II. "POUR ALLER PLUS LOIN"
Cette citation renvoie à la formule de Carbonnier qui, s'appuyant sur un texte comme sur un tremplin allant "plus loin", non pas lui-même, mais comme une invitation : "pour" aller plus loin.
Avec La Fontaine, on y est toujours invité.

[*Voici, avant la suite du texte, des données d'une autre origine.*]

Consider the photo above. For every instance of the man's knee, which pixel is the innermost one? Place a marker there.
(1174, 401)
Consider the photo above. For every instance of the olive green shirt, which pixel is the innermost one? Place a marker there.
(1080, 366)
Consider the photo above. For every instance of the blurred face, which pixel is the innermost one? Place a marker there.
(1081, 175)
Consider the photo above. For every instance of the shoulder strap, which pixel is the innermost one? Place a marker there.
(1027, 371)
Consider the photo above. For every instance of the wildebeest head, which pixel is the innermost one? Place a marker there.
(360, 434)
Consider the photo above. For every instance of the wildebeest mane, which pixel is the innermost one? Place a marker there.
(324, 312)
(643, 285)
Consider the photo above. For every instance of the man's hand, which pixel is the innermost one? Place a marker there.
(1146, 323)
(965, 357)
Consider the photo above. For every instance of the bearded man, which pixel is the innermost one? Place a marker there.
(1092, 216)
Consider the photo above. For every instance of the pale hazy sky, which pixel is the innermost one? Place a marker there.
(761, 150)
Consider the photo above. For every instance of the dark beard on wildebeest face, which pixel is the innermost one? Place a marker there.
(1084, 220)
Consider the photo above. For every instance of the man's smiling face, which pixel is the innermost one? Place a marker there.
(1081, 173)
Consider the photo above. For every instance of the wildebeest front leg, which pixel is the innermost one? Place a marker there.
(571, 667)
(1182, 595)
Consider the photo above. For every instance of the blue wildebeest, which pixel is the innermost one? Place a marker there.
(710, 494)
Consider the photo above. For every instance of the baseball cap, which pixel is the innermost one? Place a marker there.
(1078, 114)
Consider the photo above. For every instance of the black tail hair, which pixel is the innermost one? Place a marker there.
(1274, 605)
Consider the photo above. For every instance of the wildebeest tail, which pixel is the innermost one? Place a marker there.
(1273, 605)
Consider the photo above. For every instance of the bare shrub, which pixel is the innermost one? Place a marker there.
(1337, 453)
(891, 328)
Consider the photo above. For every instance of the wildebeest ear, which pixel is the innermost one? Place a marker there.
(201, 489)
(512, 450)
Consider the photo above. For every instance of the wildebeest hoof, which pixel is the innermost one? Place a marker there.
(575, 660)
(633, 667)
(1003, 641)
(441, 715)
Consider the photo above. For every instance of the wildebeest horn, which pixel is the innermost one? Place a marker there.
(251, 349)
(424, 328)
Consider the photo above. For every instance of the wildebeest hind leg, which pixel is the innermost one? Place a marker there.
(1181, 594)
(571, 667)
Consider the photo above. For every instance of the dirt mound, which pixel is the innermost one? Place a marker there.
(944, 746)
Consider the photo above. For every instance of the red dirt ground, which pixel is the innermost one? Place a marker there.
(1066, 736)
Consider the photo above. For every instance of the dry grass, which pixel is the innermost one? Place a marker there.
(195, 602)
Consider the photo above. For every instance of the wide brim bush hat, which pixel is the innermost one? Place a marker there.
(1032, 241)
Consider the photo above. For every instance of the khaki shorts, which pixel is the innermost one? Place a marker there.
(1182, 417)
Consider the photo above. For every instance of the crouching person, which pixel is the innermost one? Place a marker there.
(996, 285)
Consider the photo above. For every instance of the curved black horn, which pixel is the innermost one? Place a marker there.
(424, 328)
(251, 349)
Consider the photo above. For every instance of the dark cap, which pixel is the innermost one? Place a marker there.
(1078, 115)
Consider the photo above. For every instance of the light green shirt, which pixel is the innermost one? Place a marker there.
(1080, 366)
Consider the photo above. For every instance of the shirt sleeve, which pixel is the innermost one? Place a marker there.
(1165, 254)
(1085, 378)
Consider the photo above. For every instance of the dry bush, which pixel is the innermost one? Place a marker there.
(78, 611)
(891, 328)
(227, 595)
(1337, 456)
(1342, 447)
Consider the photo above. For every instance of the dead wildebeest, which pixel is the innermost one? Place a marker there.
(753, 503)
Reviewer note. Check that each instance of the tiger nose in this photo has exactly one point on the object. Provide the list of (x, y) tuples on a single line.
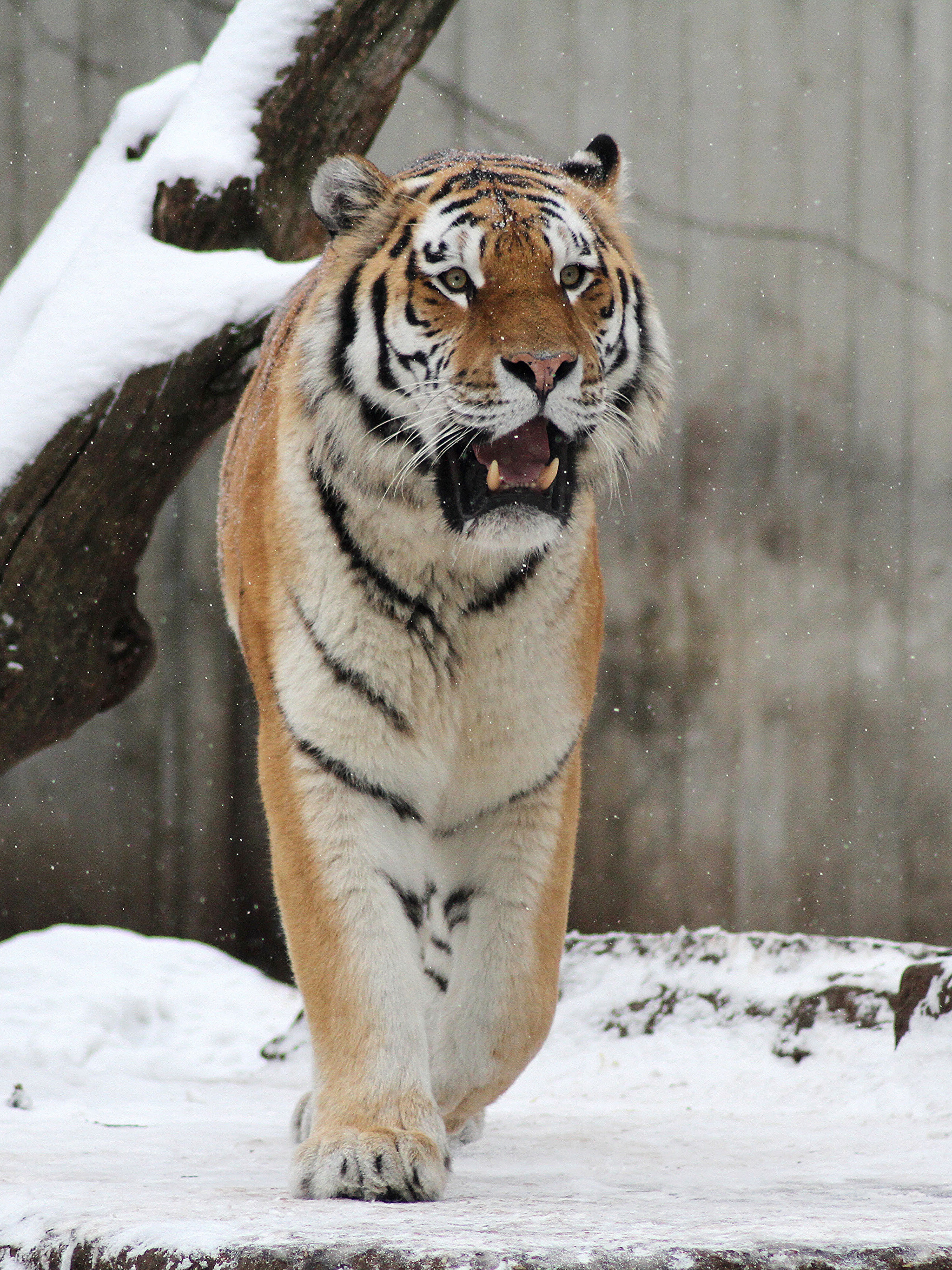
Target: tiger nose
[(540, 372)]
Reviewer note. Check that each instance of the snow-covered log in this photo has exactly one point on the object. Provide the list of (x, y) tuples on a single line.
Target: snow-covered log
[(127, 331)]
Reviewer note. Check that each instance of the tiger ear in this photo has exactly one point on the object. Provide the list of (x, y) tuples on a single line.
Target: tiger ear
[(346, 190), (598, 165)]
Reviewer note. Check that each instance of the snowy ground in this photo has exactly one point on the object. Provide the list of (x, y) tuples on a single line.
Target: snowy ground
[(700, 1092)]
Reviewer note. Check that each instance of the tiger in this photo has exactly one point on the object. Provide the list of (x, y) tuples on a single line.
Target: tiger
[(409, 561)]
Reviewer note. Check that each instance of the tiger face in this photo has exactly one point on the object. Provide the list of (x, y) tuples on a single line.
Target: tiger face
[(493, 347)]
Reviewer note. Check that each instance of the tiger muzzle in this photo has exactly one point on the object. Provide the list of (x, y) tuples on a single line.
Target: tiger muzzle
[(530, 468)]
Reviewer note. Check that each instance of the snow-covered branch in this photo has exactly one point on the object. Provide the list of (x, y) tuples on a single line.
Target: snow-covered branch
[(126, 329)]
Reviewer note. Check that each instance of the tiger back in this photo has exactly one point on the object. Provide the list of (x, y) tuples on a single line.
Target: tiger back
[(409, 562)]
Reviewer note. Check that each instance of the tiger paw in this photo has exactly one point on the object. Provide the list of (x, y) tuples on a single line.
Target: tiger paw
[(389, 1165)]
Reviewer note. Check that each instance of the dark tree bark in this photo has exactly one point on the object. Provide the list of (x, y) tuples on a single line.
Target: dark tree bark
[(75, 523)]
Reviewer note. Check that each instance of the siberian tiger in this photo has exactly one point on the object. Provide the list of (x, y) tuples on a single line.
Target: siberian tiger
[(410, 566)]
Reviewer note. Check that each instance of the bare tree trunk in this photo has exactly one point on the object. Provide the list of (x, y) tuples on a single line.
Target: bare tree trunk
[(75, 523)]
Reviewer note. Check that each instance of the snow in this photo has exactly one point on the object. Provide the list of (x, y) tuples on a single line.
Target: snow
[(661, 1116), (96, 296)]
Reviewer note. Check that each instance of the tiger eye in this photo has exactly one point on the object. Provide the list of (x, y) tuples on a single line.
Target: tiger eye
[(455, 280)]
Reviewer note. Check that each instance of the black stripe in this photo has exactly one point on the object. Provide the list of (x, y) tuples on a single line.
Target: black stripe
[(347, 329), (447, 187), (413, 320), (513, 798), (352, 679), (412, 903), (403, 240), (379, 303), (416, 610), (336, 511), (456, 907), (515, 581), (358, 784), (459, 204), (628, 393)]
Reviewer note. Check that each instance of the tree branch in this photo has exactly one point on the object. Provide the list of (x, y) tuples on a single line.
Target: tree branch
[(75, 523)]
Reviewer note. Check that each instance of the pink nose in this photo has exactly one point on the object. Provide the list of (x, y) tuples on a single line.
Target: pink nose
[(544, 369)]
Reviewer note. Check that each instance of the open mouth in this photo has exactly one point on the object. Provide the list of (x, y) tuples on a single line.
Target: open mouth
[(532, 467)]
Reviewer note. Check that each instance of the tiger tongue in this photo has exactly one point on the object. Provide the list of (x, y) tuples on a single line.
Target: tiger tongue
[(521, 455)]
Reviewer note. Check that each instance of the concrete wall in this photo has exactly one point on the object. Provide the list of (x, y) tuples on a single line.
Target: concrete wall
[(772, 745)]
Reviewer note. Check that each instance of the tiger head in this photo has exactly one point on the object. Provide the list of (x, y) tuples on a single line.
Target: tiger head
[(490, 344)]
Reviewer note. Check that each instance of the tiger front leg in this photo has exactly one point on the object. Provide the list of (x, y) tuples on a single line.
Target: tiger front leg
[(502, 983), (372, 1130)]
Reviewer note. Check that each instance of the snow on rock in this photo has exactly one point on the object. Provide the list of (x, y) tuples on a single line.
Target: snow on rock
[(667, 1120), (96, 296)]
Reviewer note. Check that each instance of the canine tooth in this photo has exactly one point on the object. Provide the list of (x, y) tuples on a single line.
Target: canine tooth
[(549, 474)]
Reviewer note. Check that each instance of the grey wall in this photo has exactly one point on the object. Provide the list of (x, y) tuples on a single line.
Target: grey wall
[(772, 742)]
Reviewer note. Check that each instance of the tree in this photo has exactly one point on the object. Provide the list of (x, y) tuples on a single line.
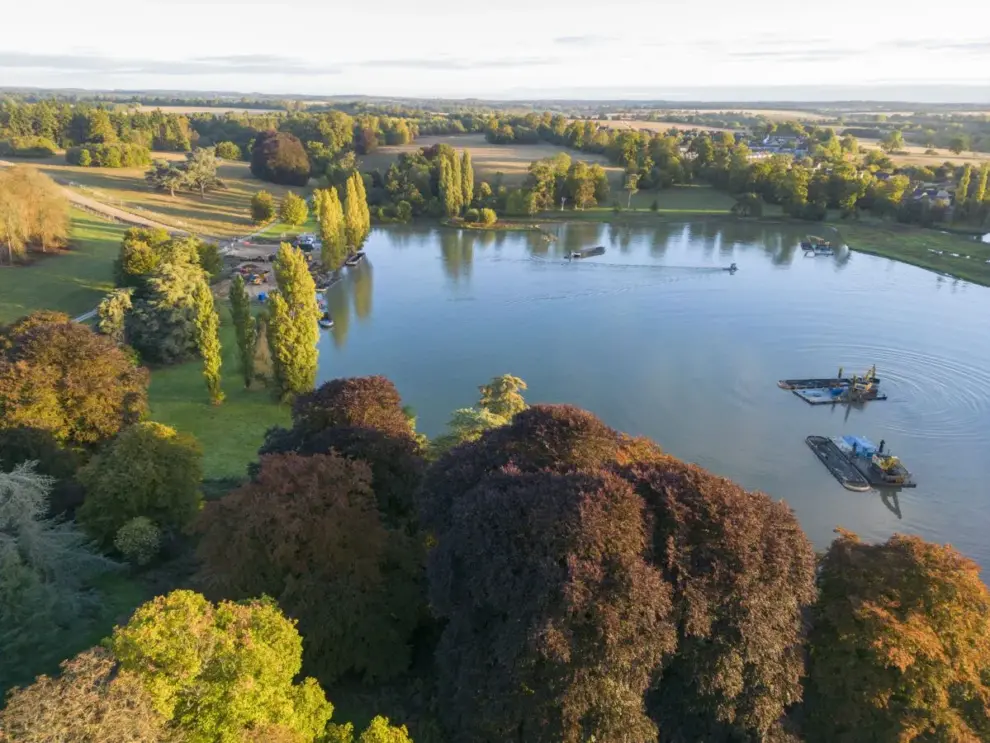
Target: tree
[(90, 701), (62, 377), (217, 671), (201, 170), (333, 233), (293, 332), (148, 470), (293, 210), (467, 179), (262, 207), (245, 327), (45, 565), (900, 644), (357, 219), (208, 341), (892, 141), (290, 534), (165, 176), (111, 311), (279, 157), (555, 622)]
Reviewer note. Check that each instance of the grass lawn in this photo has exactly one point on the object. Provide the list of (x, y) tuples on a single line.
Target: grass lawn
[(231, 433), (73, 281), (913, 245), (224, 213)]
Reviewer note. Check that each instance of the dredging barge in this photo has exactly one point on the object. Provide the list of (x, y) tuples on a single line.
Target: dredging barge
[(858, 464)]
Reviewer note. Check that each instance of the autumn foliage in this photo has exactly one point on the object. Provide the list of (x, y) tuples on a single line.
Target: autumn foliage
[(307, 531), (900, 648), (61, 377)]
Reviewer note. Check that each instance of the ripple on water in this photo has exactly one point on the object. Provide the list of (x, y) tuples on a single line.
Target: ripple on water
[(946, 398)]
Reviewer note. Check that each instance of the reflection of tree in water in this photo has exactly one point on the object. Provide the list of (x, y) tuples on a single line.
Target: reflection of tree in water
[(362, 285), (457, 253)]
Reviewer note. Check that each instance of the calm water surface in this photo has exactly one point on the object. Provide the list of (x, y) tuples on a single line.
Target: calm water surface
[(654, 339)]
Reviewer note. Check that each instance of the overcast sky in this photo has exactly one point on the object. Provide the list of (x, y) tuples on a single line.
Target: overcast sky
[(511, 48)]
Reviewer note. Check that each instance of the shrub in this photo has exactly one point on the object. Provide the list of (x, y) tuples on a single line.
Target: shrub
[(27, 147), (279, 157), (149, 470), (228, 151), (139, 540)]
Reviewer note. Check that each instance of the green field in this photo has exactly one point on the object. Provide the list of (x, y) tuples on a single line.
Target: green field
[(914, 245), (73, 281), (231, 433)]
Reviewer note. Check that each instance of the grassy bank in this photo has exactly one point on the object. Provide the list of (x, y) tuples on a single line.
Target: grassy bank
[(914, 245), (231, 433), (72, 281)]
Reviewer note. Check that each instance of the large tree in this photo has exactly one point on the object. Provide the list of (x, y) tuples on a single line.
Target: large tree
[(279, 157), (216, 672), (149, 470), (62, 377), (900, 645), (307, 531), (293, 332)]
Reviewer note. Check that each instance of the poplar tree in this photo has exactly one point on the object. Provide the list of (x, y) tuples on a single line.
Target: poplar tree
[(208, 340), (244, 327), (357, 218), (292, 327), (467, 179), (332, 230)]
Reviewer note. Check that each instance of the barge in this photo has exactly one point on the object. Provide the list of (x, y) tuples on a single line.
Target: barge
[(587, 252)]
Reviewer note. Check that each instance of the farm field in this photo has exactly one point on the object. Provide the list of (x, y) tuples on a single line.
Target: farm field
[(223, 213), (73, 281), (488, 159)]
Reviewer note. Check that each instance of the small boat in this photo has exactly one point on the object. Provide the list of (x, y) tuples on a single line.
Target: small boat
[(587, 252), (354, 258), (837, 381)]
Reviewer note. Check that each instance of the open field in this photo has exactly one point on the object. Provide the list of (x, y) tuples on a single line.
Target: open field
[(224, 213), (512, 160), (231, 433), (912, 154), (73, 281), (914, 245)]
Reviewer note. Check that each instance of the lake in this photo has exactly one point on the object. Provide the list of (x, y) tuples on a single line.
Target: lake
[(656, 340)]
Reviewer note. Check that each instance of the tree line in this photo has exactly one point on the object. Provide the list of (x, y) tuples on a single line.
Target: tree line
[(541, 576)]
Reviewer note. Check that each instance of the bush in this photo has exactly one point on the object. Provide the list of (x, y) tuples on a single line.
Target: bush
[(228, 151), (27, 147), (139, 540), (113, 155), (149, 470), (279, 157)]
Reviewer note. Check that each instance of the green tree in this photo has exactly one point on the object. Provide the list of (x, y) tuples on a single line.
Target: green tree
[(245, 327), (293, 210), (289, 534), (892, 141), (467, 179), (208, 340), (357, 219), (45, 565), (333, 235), (62, 377), (262, 207), (217, 671), (293, 332), (201, 170), (148, 470), (900, 644)]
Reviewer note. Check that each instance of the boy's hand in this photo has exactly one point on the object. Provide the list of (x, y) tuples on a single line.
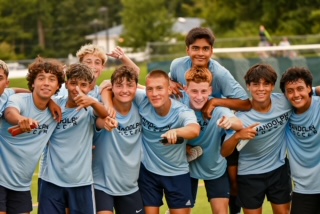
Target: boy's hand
[(117, 53), (176, 87), (224, 122), (27, 124), (55, 110), (110, 123), (82, 100)]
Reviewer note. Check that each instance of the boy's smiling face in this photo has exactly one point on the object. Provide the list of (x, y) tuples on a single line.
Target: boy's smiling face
[(4, 82)]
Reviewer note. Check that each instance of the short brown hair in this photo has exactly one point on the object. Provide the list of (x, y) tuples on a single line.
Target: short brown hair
[(80, 71), (4, 67), (199, 75), (92, 49), (122, 73), (199, 33), (40, 65), (261, 71), (158, 73)]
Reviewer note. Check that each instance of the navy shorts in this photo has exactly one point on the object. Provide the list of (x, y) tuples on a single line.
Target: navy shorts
[(15, 201), (124, 204), (276, 185), (55, 199), (216, 188), (305, 203), (177, 189)]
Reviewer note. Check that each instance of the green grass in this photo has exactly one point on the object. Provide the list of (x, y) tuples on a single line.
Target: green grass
[(202, 205)]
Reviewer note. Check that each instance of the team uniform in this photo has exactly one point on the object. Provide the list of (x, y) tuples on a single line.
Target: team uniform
[(66, 171), (164, 167), (223, 84), (19, 155), (116, 174), (303, 139), (262, 168), (95, 92), (211, 166), (4, 99)]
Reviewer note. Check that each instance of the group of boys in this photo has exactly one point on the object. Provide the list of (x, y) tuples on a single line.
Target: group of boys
[(153, 128)]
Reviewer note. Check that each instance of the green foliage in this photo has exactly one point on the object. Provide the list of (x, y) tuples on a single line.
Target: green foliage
[(57, 28), (146, 21)]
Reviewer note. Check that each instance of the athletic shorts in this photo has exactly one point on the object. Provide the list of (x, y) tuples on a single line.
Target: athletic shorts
[(15, 201), (305, 203), (55, 199), (125, 204), (276, 185), (232, 160), (177, 189), (216, 188)]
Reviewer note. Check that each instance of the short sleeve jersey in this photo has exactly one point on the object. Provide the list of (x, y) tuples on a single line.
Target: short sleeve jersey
[(19, 155), (117, 172), (166, 160), (303, 138), (267, 151), (210, 165), (69, 152), (4, 99)]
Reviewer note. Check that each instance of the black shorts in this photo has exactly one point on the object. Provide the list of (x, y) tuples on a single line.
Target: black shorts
[(15, 201), (123, 204), (232, 160), (276, 185), (215, 188), (305, 203)]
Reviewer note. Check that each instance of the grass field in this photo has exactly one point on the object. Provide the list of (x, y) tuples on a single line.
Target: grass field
[(202, 206)]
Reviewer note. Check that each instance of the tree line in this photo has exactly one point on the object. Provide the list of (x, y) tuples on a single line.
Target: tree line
[(54, 28)]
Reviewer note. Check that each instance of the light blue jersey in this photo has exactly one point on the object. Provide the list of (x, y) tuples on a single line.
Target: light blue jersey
[(267, 151), (223, 85), (19, 155), (165, 160), (4, 98), (303, 139), (117, 156), (69, 152), (95, 92), (210, 165)]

Carbonnier ne s'en priva pas, puisqu'il se référa à "l'âne portant relique" pour décrire l'ensemble du judiciaire ou à "à beau mentir qui vient de loin" pour décrire l'ensemble du droit comparé et l'art législatif qui suppose que l'on soit comme étranger à son propre pays.
Ici, la première question que l'on se pose vient d'un étonnement : toute la fable porte sur le juge, et pourtant ce mot-là n'est écrit nul part.
1. Le personnage non-écrit : le Juge
Il n'est mentionné qu'une fois, au détour d'un vers qui parle plutôt du Gouvernant que de lui-même, de ses qualités d'homme (la candeur étant à prendre au sens romain du terme, c'est-à-dire l'innocence) que de son statut de magistrat : " la candeur du juge, ainsi que son mérite, furent suspect au Prince".
Ainsi le juge est un personnage comme un autre, n'a pas de qualité particulière, il est "berger des hommes".
Il est proche du Gouvernant ; à l'époque, celui-ci était encore source de toute justice, et le mécanisme de la justice retenue fonctionnait encore.
Parlons-en donc un peu, maintenant que l'on distingue le juge en tant que personnage, au point d'en faire le pivot de nos démocratie, au point d'en faire une vedette.
La plupart des commentateurs ne prête pas attention au fait que le personnage à la Cour est un juge, mais le juriste lecteur, puisque cela est dit, le prend à la lettre et se demande pourquoi il le vit non seulement "Grand" mais encore "Juge".
2. La candeur et le mérite sont-ils les critères de recrutement ? Suffit-il d'avoir su constituer et garder les troupeaux pour faire un bon magistrat, fortune faite ?
Cela n'est pas une conception datée du recrutement des magistrats : c'est une conception bien anglaise que de procéder ainsi.
Pour que le magistrat exerce son magistère avec innocence, c'est-à-dire avec l'impartialité de sa robe ("candida" renvoyant pour les sénateurs romains à la blancheur de leur robe, c'est-à-dire à leur impartialité dans l'exercice de leur office, gage leur permettant d'être "candidats" pour de telles fonctions de pouvoir), il convient encore qu'il soit plus fortuné, le profil recherché étant donc l'avocat ayant réussi, y compris matériellement.
La nécessité des "mérites" renvoie ici à l'expérience préalable, diversifié, appréciée, avec des résultats visibles, telle que les systèmes anglais et américains les conçoivent.
Ne veut-on pas réformer l'ENA sur une telle idée ? Voire l'ENM ?
Car les candidats à l'ENA et ceux qui réfléchissent à la moins pire façon de recruter ceux qui exercent le pouvoir sur les autres non seulement connaissent La Princesse de Clève mais connaissent aussi La Fontaine.